Brief 215 – An einige Frauenklöster in Bologna
Es gab, wie es scheint, zu viel Luxus in den Zellen und im Kloster. Caterina erinnert die Schwestern an ihre Gelübde und zeichnet dann das Bild der wahren Braut Christi im Gegensatz zur elenden Braut, die nur auf sich selbst bedacht ist. Zugleich nennt sie verschiedene Missstände beim Namen und nimmt vor allem die Priorin in Pflicht: Sie muss zuerst mit gutem Beispiel vorangehen und dann auch die Festigkeit haben, um des Heiles der Schwestern willen zurechtzuweisen.
Schluss mit unserem Elend!
Spätherbst 1377
Im Namen des gekreuzigten Jesus Christus und der lieben Jungfrau Maria.
Liebste Schwestern in Christus, dem lieben Jesus. Ich, Caterina, Dienerin und Magd der Diener Jesu Christi, schreibe Euch im seinem kostbaren Blut. Ich möchte Euch in der wahren und vollkommenen Liebe gegründet sehen. Diese Liebe ist jenes hochzeitliche Gewand, das die Seele, die zum Hochzeitsmahl des ewigen Lebens geladen ist, tragen muss. Denn ohne dieses Gewand würden wir vom Hochzeitsmahl des ewigen Lebens ausgeschlossen.[1] Christus hat uns alle eingeladen, und er hat uns allen dieses Kleid der Gnade verliehen, das wir in der Taufe empfangen haben. Das Gewand und die Einladung bekamen wir mitsammen, denn in der Taufe wurde uns die Makel der Erbsünde genommen und die Gnade geschenkt.[2]

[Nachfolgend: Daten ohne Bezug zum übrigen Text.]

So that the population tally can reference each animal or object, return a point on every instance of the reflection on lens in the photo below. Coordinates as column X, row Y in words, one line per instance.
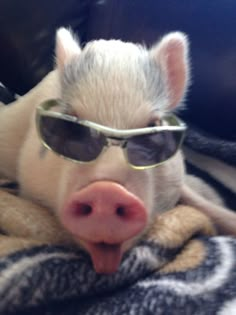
column 70, row 139
column 151, row 149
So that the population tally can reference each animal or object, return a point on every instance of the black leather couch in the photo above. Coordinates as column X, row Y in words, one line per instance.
column 27, row 30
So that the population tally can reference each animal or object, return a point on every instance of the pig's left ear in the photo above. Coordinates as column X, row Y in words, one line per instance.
column 171, row 55
column 67, row 46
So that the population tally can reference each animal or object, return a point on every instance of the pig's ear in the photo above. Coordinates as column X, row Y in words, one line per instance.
column 67, row 46
column 171, row 55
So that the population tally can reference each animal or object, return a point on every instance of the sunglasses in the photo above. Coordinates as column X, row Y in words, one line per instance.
column 83, row 141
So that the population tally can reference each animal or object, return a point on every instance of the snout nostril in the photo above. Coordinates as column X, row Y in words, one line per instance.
column 84, row 209
column 120, row 211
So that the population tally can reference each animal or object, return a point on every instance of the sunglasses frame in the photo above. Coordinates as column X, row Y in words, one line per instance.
column 114, row 137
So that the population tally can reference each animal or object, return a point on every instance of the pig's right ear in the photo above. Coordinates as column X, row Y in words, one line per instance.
column 67, row 46
column 171, row 56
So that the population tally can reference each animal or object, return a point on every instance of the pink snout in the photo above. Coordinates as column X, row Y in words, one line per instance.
column 102, row 216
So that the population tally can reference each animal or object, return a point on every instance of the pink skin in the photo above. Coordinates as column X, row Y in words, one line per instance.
column 104, row 215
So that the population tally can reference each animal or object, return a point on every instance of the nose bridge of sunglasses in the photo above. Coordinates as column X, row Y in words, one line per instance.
column 111, row 141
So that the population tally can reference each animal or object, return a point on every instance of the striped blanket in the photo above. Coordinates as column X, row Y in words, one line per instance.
column 180, row 267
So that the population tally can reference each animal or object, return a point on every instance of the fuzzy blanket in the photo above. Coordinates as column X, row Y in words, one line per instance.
column 180, row 267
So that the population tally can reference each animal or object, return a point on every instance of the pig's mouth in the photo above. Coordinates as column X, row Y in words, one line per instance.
column 105, row 257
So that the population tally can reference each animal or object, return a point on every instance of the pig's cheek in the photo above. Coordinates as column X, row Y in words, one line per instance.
column 168, row 180
column 73, row 178
column 38, row 175
column 140, row 183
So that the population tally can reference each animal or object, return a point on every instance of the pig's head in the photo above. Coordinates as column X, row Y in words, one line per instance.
column 107, row 205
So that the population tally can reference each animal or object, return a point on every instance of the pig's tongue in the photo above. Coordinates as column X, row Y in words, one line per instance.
column 106, row 258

Durch die Taufe hat ein Kind, wenn es früh stirbt, das ewige Leben kraft des Blutes des gekreuzigten Christus, dass der Taufe die Wirksamkeit verleiht. Wenn wir aber älter geworden und zum Vernunftgebrauch gekommen sind, können wir uns an die Einladung halten, die uns in der Taufe gegeben wurde. Wenn wir uns nicht an sie halten, werden wir vom Herrn des Hochzeitsmahles ausgeschlossen und hinausgeworfen, weil wir kein Hochzeitsgewand haben. Und warum haben wir keines? Weil wir das nicht halten wollten, was wir in der Taufe versprochen hatten, nämlich der Welt mit ihren Freuden, dem Teufel und uns selbst – das heißt der eigenen selbstsüchtigen Sinnlichkeit – zu widersagen. Das muss jedes vernunftbegabte Geschöpf tun, egal in welchem Stand auch immer, denn Gott schaut nicht auf das Ansehen der Person, sondern auf das Streben nach Heiligkeit. Alle, die diese versprochenen und übernommenen Verpflichtungen nicht einhalten, sind Diebe. Sie stehlen das, worauf sie keinen Anspruch haben, und deshalb schließt sie Gott zu Recht aus und befiehlt, ihnen Hände und Füße zu binden und sie hinauszuwerfen in die Finsternis. Das heißt, die Hände und Füße ihrer Liebe werden gebunden, so dass sie Gott nicht mehr ersehnen können. Und jenen, die in der Todsünde gestorben und der Verdammnis anheimgefallen sind, werden die Hände und Füße ihres Handelns gebunden, damit sie nicht in der Lage sind, nach der Frucht des ewigen Lebens zu greifen[3] (die den wahren Kämpfern gegeben wird, die aus Liebe zur Tugend gegen die Laster angekämpft haben), sondern nur jene Frucht pflücken können, die aus ihrem eigenen bösen Tun erwächst: nämlich die Speise des Todes.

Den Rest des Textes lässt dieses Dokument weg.